When Kofi leave my front, I catch my face in the looking-glass. My hair is looking like a bad farm: New, thick hairs are growing over the lines of the plaiting like stubborn weeds on a garden path. All the red beads Enitan put on it so long ago have fall off. My eyes are wide and big and shocking, and my skin, which was smooth and bright and fair, is now the color of spoiling tea with no milk.





CHAPTER 25

Big Madam’s house is having rooms here and there, left and right.

The room for shitting is different from room for baffing. Room for hanging cloth is different from room for sleeping in bed. There is room for shoes-keeping, for car parking in the outside, for keeping makeups in the upstairs. All the rooms are having space and gold tiles on floor. We didn’t enter inside Big Madam’s bedroom, but Kofi say she is having a round bed and another baffroom inside. In the downstairs, there are two parlors. One for visiting people and the other is for Big Madam only. “No one sits in here unless Big Madam asks you to,” Kofi say as he is closing the door in front of the second parlor. There is a looking-glass on the wall in every room. “Big Madam is quite vain,” Kofi say. “Always looking at herself in the mirror.”

There is another room just for eating food with a long table and like fifteen chairs. The chair is gold, the table a long gold slate on top four glass legs. There is a light case with about one hundred bulbs hanging in middle of the ceiling, glass flowerpots full of pink and red and smelling fresh flowers in the every corners of the room.

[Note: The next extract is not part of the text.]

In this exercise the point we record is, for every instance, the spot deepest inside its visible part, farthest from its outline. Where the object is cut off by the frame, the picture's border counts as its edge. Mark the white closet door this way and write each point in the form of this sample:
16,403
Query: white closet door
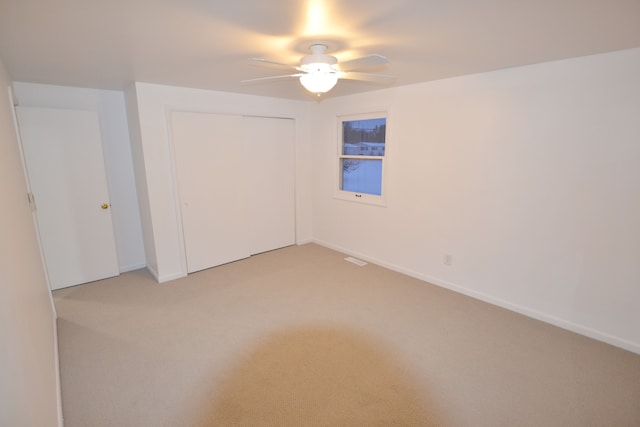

“Dining room,” Kofi call it. “Big Daddy and Big Madam eat here when they are on good terms, which is a rare occurrence these days. Follow me. Yes, this small room here is the library.” He open another door and we are inside a room with books sitting inside a dark brown wooden case. So many books are climbing up the case to the ceiling. There is a sofa with correct cushion in one corner, and table and chair next to it, a gold standing fan with three blades beside it. The whole place is smelling of dust, but I am not minding it. My heart is swelling as I am looking it all. Is like I am inside one kind heaven of books and educations.

“You like books?” Kofi ask.

“I want to be reading every day,” I say, feeling a pinch of happiness as I am remembering what Kike say to me about feeding my mind with reading of books. I bend my neck, trying to read the title name of some of the books:

Things Fall Apart

Collins English Dic-tion-ary

Africa Bible Com-men-ta-ry

A His-tory of Nigeria

1000 Prayer Points to Secure Your Marriage

The Book of Nigerian Facts: From Past to Present, 5th edition, 2014

“Who is owning all this books?” I ask as my eye is cutting around the wonder of the whole room.

“Big Daddy,” Kofi say. “He used to love reading many years ago. But that was before he lost his job and turned to alcohol. Now the library is hardly ever used. I am only showing it to you because you will need to dust it often.”

“Who is this Big Daddy?” I ask. “Is he Big Madam’s husband?”

“Yes,” Kofi say, whisper. “Unrepentant alcoholic. Chronic gambler. He keeps getting into debt and making his wife bail him out. Shame of a man, if you ask me. Real shame. He is away on business, should be back later today. And when I say ‘business,’ I mean woman business.”

“You mean how?”

Kofi round his eye. “He is a womanizer. He has girlfriends. Plenty of them.” He turn his mouth down, as if he is tasting something bitter so sudden, then he ask, “How old are you, Adunni?”